Através do post de um amigo, sobre um curta belíssimo de Walter Salles, "Socorro Nobre" (link do post aqui), reencontrei-me com Simon & Garfunkel, cujas músicas ouvia já nem sei mais em que estação de rádio - ou da vida -, perdidas que estavam em alguma estação da memória. Mas a cena em que toca a música "The Boxer" no filme é mais do que linda - tem um impacto terrível sobre quem está assistindo (seguem as duas partes do curta, disponíveis no youtube: Primeira Parte, Segunda Parte). E de repente uma música esquecida invade  o domingo, no mesmo movimento que transporta para um tempo vago e indefinido - mas quando foi mesmo...? A vida vai passando, as estações se sucedendo, mas ao contrário do cruento narrador machadiano que nos reduz a simples "erratas pensantes", cada edição da vida corrigindo a anterior, até a definitiva, que o editor dá de graça aos vermes, há uma espécie de redenção em viver e tentar trilhar passos justos. A súbita emoção trazida por uma música conhecida (mas esquecida) sendo cantarolada por uma presidiária que tem entre suas poucas distrações ouvir rádio. Meu Deus, que porrada! Aí a gente se dá conta que de alguma maneira é livre. Pelo menos para fazer algumas escolhas. As escolhas - são sempre elas: aquela encruzilhada, naquela curva da vida, em que se tinha aquela cabeça, quando... enfim. Em nenhum momento o olhar de Walter Salles julga - ele fala do sonho, do desejo humano de liberdade e da plenitude.

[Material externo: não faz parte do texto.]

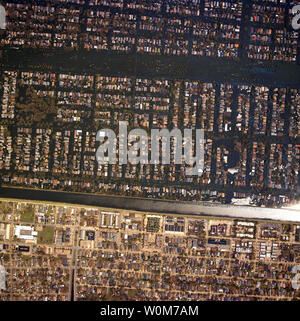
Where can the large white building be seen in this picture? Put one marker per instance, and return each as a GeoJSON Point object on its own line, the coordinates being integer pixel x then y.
{"type": "Point", "coordinates": [25, 232]}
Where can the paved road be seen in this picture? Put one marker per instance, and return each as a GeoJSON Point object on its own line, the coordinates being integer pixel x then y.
{"type": "Point", "coordinates": [157, 206]}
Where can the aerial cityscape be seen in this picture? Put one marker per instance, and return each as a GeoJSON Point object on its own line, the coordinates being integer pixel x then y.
{"type": "Point", "coordinates": [75, 229]}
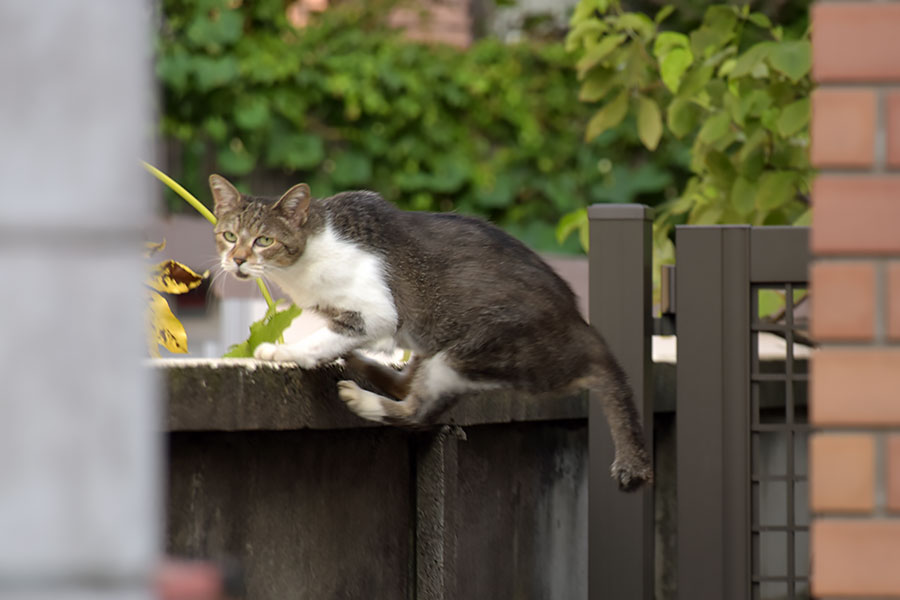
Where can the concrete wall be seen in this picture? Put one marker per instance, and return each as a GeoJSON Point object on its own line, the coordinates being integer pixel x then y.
{"type": "Point", "coordinates": [79, 504]}
{"type": "Point", "coordinates": [268, 468]}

As estações se sucedem, infelizmente mais implacáveis, duras e difíceis para uns que para outros. Por que se fez certas escolhas? Nem sempre é possível responder a isso. Mas é possível trabalhar a partir das escolhas feitas, e muitas vezes a sorte está soprando a nosso favor. A contrapelo, mas está. As escolhas, a sucessão da vida, o momento seguinte modificando o anterior, por sua vez lido de outra forma, deflagrando novas possibilidades de escolhas...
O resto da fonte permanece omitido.